It was at first a completely surreal experience meeting Mr David Mason, probably more so for our photographer who was certainly dumfounded when he digested the fact that we were sitting in Ringo Starr, John Lennon and Jimi Hendrix’s old home in Montagu Square, Marylebone. Warmly greeted on the threshold of this Georgian townhouse, we proceeded to ensconce ourselves, talk politics, economics and how menswear, in particular the tailoring landscape has changed in recent years. All the while an imperfect, yet perfectly aligned series of framed black-and-white photographs of the building’s famous past-occupants peered down on us, niggling my OCD tendencies. With the aid of his eldest son Elliot, his right-hand man, Mason is leading the charge to represent the best of British craftsmanship and its arsenal of heritage brands on a global scale. Alongside the house's one-to-one service, as well as a taste of British rock history, it provides a long list of ago-old British institutions underneath the umbrella of Mason & Sons.
"There are good signs and there are bad signs that result from Brexit. Now, we're focusing our attention on the United States, which has been our biggest market probably for the last 20-25 years, and as a result, it's a good opportunity to make it even bigger with the devaluation of the sterling. I had a customer from the US who came in this morning. The last time he bought a suit from me it was $1.55 to the pound, and now we are at $1.30, which may drop even further. I think the day after Brexit we did extremely well with our online sales, it’s also one of the other reasons why I was there twice recently. We seem to be sourcing more materials from Europe now so a lot of our costs are in euros which is damaging to a degree. I’d rather have small margin and greater demand than great margin and no business.
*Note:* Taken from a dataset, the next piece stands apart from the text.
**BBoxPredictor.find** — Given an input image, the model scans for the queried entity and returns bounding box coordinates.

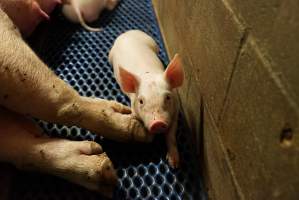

Roughly 70% of our business is export, so a weak sterling is good for us, if we can produce more, and source more within the UK, we've probably got a good formula.
"If our gentleman would like us to furnish his every need (which he seems to), then it's our objective to be able to do that."
Mason & Sons is now the umbrella; so we have our tailoring brand Anthony Sinclair, which we revived in 2012. We picked a particularly good year to revive James Bond's original tailor, as it was the 50th anniversary of the Bond movies and the Olympic Games were being hosted in the UK, which were opened by her Her Majesty the Queen and lo and behold, James Bond (Daniel Craig). But we also have Mr Fish, who tear up the sartorial rule book with an amazing heritage borne of the peacock revolution, then we stock a number of classic English brands online; Smedley knitwear, Sunspel T-shirts, Ettinger leather goods, Pantherella socks and Derek Rose underwear. Essentially, if our gentleman would like us to furnish his every need (which he seems to), then it's our objective to be able to do that - either in person or online. With Anthony Sinclair, it's very much influenced by and geared towards the whole Bond idea and Sinclair's iconic tailoring for Sean Connery, whilst Mason & Son's isn't about James Bond lifestyle, it's about British design.
The biggest change in tailoring is of course the move towards lightweight designs. We are seeing an increase in demand for half-lined garments and unstructured garments which is new for us. Certainly if there is any area of growth, it's that, because the world is becoming more informal. I've also started seeing a sort of young group of clients who seem to know everything there is to know about tailoring and shirt making. They can take you through every stitch of a garment and that's maybe due to some of the work The Rake and others are doing. Again it's the access to information online, no matter where you are in the world that seems to be helping. We are lucky to get people who want to dress to the nines; if they can afford it then they want to buy bespoke, they don't want made-to-measure.